Behe called lambda's new ability to infect via the OmpF receptor a modification of function, instead of a gain of function, based on his peculiar definition, whereby a gain of function is claimed to occur only if an entirely new gene "poofs" into existence.
(I addressed Lenski's incorrect "poofs" assertion in my last post.) I admit to using inexact wording in the 2012 comment. However, as a rule I try to avoid the phrases "gain of function" and "loss of function" altogether because they are imprecise. As I wrote in The Quarterly Review of Biology in 2010, I focus on what I term gain- or loss-of-FCT. FCT (pronounced "fact") is a (sort of) acronym for Functional Coded elemenT. As I wrote in my previous post in this series, a FCT can be any coded feature of a gene or protein such as: promoters; enhancers; insulators; Shine-Dalgarno sequences; protein coding sequences; protein binding sites, organellar targeting- or localization signals; intron/extron splice sites, etc. (Some of those could potentially be formed by the switch of a single nucleotide - no "poofing" required.) It is coded elements such as those that underlie life, and a critical evaluation of Darwin's mechanism to produce them has been sorely neglected in experimental evolution studies.

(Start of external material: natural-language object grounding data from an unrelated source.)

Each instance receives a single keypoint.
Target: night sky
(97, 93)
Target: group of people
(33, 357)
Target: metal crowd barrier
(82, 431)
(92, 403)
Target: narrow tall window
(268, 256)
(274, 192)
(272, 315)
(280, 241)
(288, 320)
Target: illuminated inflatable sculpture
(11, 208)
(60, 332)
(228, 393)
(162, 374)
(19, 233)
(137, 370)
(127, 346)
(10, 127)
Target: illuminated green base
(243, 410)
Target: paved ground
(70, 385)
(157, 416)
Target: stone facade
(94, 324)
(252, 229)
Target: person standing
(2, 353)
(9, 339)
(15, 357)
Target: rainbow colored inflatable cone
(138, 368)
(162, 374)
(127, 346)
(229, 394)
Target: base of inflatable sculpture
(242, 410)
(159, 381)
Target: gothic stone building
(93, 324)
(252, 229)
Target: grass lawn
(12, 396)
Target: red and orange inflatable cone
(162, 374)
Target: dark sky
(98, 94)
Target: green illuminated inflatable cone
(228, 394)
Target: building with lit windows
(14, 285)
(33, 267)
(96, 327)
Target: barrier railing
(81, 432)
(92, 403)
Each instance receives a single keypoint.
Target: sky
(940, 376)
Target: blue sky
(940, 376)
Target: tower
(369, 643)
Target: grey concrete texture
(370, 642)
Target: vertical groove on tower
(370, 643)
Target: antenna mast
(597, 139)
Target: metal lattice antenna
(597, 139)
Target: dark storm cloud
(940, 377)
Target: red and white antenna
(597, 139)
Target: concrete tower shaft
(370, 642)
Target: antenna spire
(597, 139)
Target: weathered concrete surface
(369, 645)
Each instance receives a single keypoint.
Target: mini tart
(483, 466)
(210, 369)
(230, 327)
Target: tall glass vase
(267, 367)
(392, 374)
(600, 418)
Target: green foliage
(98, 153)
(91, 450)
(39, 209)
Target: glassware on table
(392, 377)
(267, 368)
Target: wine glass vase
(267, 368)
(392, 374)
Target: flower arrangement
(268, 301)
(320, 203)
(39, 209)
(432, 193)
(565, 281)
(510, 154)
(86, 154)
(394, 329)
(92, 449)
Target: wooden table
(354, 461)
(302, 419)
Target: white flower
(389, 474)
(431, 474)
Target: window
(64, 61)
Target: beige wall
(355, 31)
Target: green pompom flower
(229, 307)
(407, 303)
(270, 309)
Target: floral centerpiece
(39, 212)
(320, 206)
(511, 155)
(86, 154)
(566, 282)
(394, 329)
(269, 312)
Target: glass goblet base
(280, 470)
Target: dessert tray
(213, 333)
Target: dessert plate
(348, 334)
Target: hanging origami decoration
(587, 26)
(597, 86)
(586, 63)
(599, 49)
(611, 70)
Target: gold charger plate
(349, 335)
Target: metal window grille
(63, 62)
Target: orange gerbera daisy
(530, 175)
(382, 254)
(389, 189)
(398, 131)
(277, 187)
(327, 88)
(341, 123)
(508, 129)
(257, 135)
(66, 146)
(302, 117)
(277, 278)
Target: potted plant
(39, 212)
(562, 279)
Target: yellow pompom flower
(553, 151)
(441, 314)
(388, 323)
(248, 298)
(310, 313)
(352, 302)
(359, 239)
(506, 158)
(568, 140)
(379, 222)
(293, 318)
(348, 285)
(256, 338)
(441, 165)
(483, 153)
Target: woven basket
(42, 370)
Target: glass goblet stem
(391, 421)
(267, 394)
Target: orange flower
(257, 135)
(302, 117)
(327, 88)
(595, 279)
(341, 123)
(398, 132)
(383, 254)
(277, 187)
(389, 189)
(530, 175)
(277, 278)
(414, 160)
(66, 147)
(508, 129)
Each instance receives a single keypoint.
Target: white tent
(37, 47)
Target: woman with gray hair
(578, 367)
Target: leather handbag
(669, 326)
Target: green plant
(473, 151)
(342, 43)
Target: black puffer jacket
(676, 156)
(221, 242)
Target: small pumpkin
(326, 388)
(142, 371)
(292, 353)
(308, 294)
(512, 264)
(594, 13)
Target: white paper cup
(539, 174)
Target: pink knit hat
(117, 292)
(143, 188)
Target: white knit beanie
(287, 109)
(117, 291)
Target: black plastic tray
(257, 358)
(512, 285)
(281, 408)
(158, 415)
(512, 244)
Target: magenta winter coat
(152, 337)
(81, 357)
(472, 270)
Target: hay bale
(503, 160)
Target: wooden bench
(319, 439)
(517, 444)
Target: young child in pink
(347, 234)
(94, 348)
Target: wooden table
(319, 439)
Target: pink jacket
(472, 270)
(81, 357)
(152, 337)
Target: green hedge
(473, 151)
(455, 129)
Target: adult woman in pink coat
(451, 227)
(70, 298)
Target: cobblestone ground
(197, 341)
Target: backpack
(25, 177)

As I wrote in 2012, in my classification scheme I would categorize the ability of mutated lambda to bind to OmpF as a "modification of function" precisely because it is using the very same site on the J protein that it uses to bind to LamB. If it used a different area of the protein - one that had not previously been involved in protein binding (such as is the case with the sickle hemoglobin mutation, which I label a gain-of-FCT) - or a protein other than J, then I would call it a "gain-of-FCT." I am not using "sleight of hand," as Professor Lenski complains. Rather, I am trying to make critical and overlooked distinctions.

What the Data Show

For some reason, that seems not to be welcomed. Lenski writes in bold type, "To make his strange argument, Behe works very, very hard to convince readers that standard evolutionary processes are (i) really, really good at degrading functions, and (ii) really, really bad at producing anything new." Well, yes, I do. And I do so because that's what the data show - including the data of Lenski's own (terrific) LTEE.

In Darwin Devolves I quote James Shapiro's observation that "as many biologists have argued since the 19th Century, random changes would overwhelmingly tend to degrade intricately organized systems rather than adapt them to new functions." If the results of modern science show those biologists to have been correct, why the reluctance to let people know?